Master Gardener (Hoopla)
For its first half-hour, Paul Schrader’s new drama Master Gardener appears to be a stark departure for the filmmaker, best-known for his studies of lonely men doing awful things. Introducing the horticulturalist Narvel Roth (Joel Edgerton), Schrader’s film seems to be a straightforward character study of a gentle man who finds peace through tending to the soil of Gracewood Gardens, a sprawling estate owned by the wealthy widow Norma Haverhill (Sigourney Weaver). But soon enough, Roth’s grimy past is revealed, putting the movie firmly in the territory of such recent Schrader works as The Card Counter and First Reformed – this is another tale of a tortured soul trying his very best to bury the darkness.
Bruce Springsteen collection (Paramount+)
Someone should convince new streamer on the block Paramount+ to throw its current collection of Bruce Springsteen concert docs into theatres for a weekend or two.

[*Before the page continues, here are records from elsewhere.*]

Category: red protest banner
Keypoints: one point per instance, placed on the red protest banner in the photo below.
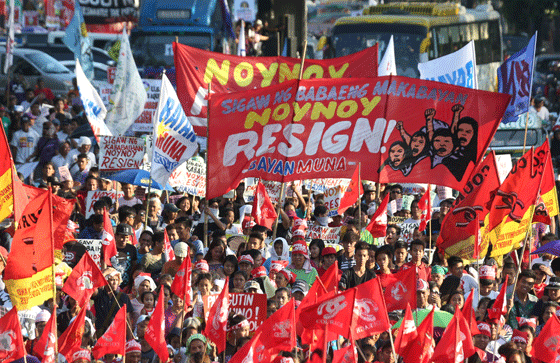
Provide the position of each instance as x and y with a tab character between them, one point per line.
401	129
251	306
195	68
120	153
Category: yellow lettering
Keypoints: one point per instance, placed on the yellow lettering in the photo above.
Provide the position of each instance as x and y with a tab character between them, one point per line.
268	74
253	117
238	74
369	105
221	73
319	108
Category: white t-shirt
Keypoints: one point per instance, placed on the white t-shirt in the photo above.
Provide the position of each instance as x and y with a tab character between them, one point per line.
25	142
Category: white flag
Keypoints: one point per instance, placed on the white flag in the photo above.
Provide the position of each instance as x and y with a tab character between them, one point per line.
387	64
93	105
10	42
457	68
128	95
174	137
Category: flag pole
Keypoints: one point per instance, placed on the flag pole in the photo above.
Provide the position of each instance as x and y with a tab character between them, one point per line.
205	239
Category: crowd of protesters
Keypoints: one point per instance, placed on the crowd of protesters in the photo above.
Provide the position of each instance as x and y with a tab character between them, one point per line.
283	267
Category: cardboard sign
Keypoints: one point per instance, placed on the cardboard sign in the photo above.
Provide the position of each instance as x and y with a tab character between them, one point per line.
120	153
93	246
251	306
327	234
94	195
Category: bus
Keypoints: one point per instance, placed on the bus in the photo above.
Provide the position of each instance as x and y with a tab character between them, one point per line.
425	31
161	22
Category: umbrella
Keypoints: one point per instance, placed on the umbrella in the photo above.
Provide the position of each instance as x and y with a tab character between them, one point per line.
441	318
137	177
552	247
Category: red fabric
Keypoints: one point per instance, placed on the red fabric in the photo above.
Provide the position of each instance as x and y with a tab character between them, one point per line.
352	193
85	278
407	332
378	225
181	285
425	204
71	338
44	348
155	332
500	305
113	340
263	210
400	289
546	346
420	350
370	311
11	329
108	239
216	325
335	311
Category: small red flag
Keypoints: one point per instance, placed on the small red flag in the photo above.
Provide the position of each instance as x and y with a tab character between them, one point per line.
108	239
71	339
44	348
546	346
425	204
155	332
400	289
370	312
181	285
263	210
216	326
10	334
500	305
167	249
85	278
407	332
352	193
378	225
114	339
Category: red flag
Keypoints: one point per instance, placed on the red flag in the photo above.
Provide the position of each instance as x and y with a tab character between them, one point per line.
44	348
216	326
108	239
546	346
85	278
276	334
425	204
500	305
378	225
407	332
114	339
155	332
167	249
71	338
369	309
181	285
263	211
400	289
12	346
352	193
456	344
335	311
468	313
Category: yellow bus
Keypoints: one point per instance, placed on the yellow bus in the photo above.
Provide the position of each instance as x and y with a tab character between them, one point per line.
424	31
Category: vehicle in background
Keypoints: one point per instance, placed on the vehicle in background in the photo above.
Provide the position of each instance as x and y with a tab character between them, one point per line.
33	64
162	22
509	137
424	31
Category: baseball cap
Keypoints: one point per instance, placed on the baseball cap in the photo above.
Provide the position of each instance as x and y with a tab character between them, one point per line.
181	249
124	229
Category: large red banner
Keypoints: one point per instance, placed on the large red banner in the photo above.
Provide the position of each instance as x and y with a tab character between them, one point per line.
400	129
196	68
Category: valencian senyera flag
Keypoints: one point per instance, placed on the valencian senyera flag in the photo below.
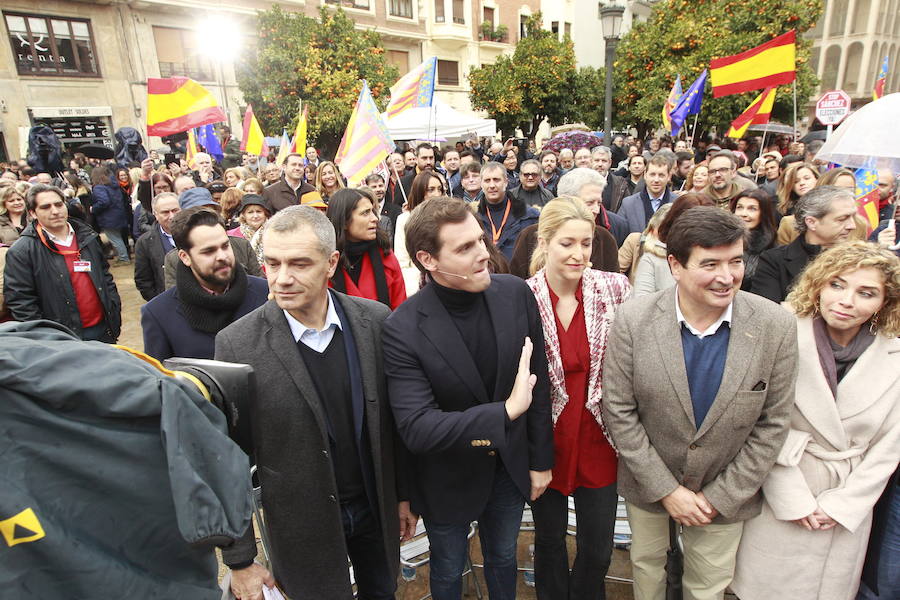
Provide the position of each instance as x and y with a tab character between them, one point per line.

Not only would you get killer promotion of a great streaming catalogue – the service recently added Wings for Wheels: The Making of Born to Run, Bruce Springsteen and the E Street Band: Live in New York City, and Bruce Springsteen and the E Street Band: The Legendary 1979 No Nukes Concert to its catalogue – but you’d also give audiences something to actually look forward to watching on the big screen during the rather dire month of August. As it stands, though, it’s still plenty fun to watch the concert docs at home, with most footage restored and remixed in HD.